Nella notte fra il 3 e il 4 giugno corrente nella città di Gerusalemme è stato appiccato un incendio a un appartamento abitato da migranti eritrei. Sul muro dell’abitazione è stato scritto: “andate via dal quartiere”.
Questo gesto accompagna l’entrata in vigore di alcuni emendamenti alla legge “anti-infiltrati”, approvati a fine maggio 2012. La legge “anti-infiltrati” è stata approvata dal Knesset, il parlamento israeliano, il 9 gennaio 2012 e prevede un inasprimento delle pene rispetto ai migranti che entrano nel Paese senza un permesso di soggiorno. Infatti i migranti trovati in uno stato di irregolarità potranno essere sottoposti a una detenzione preventiva, senza processo, per un massimo di 3 anni. In aggiunta chiunque fornisca aiuto o protezione potrebbe essere perseguito e condannato a diverse pene che prevedono l’incarcerazione dai 5 fino ai 15 anni.

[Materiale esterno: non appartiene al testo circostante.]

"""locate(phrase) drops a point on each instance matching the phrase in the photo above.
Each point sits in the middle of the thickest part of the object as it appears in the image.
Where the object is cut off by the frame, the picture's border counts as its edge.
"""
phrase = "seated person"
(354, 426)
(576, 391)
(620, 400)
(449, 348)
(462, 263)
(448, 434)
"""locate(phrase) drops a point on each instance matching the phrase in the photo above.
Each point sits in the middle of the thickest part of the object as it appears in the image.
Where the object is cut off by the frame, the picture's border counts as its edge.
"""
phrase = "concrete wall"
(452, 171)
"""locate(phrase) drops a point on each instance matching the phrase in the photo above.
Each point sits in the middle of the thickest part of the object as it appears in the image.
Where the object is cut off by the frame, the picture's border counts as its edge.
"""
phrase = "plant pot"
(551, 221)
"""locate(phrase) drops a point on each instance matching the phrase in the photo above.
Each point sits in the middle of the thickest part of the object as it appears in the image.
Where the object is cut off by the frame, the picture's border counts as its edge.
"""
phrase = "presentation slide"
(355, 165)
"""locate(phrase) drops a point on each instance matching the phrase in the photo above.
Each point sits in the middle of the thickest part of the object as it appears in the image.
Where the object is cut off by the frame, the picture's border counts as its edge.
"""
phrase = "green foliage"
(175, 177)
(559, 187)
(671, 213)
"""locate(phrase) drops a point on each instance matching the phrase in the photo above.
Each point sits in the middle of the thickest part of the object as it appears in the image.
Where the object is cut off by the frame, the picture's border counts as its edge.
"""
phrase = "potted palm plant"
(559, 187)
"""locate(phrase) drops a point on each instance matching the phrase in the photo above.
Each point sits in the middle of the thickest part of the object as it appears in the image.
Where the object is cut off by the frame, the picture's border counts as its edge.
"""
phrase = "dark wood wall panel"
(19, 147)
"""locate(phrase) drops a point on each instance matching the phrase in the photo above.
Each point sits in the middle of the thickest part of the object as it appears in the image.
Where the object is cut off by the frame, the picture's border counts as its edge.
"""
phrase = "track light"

La legge “anti-infiltrati” prende di mira i richiedenti asilo perché viene negato loro il diritto di entrare in Israele (Paese firmatario della Convenzione di Ginevra) per fare domanda di asilo. Il governo israeliano ha motivato la decisione di utilizzare il pugno di ferro con i migranti irregolari perché reputa insostenibile il flusso di esseri umani che da tempo si sta riversando sul confine israelo-egiziano. E per questo sta già pensando a come ampliare le carceri; per ora gli immigrati arrestati dall’Israel Defense Forces (IDF) sono tutti trasferiti nel centro di detenzione di Saharonim che ha una capienza di 2.000 posti a cui se ne vorrebbero aggiungere 3.400 entro i prossimi mesi.
La prassi stabilita dalla legge prevede che i detenuti appena arrivati nei centri vengano identificati e nel caso fossero richiedenti asilo possano ricevere un permesso di soggiorno temporaneo di permanenza. Quindi se si arriva in Israele e si vuole chiedere asilo non si può più evitare il carcere, luogo dove si entra con sicurezza e dove le possibilità per uscirne sono sulla carta e non nelle cronache. Alla durezza della legge si unisce l’intolleranza della popolazione israeliana la quale sostiene che aprendo i suoi confini permetterebbe una mescolanza razziale che minerebbe la purezza ebraica del Paese. E l’intolleranza razziale prende varie forme fra cui quella, pericolosa e misera, dell’incendio doloso.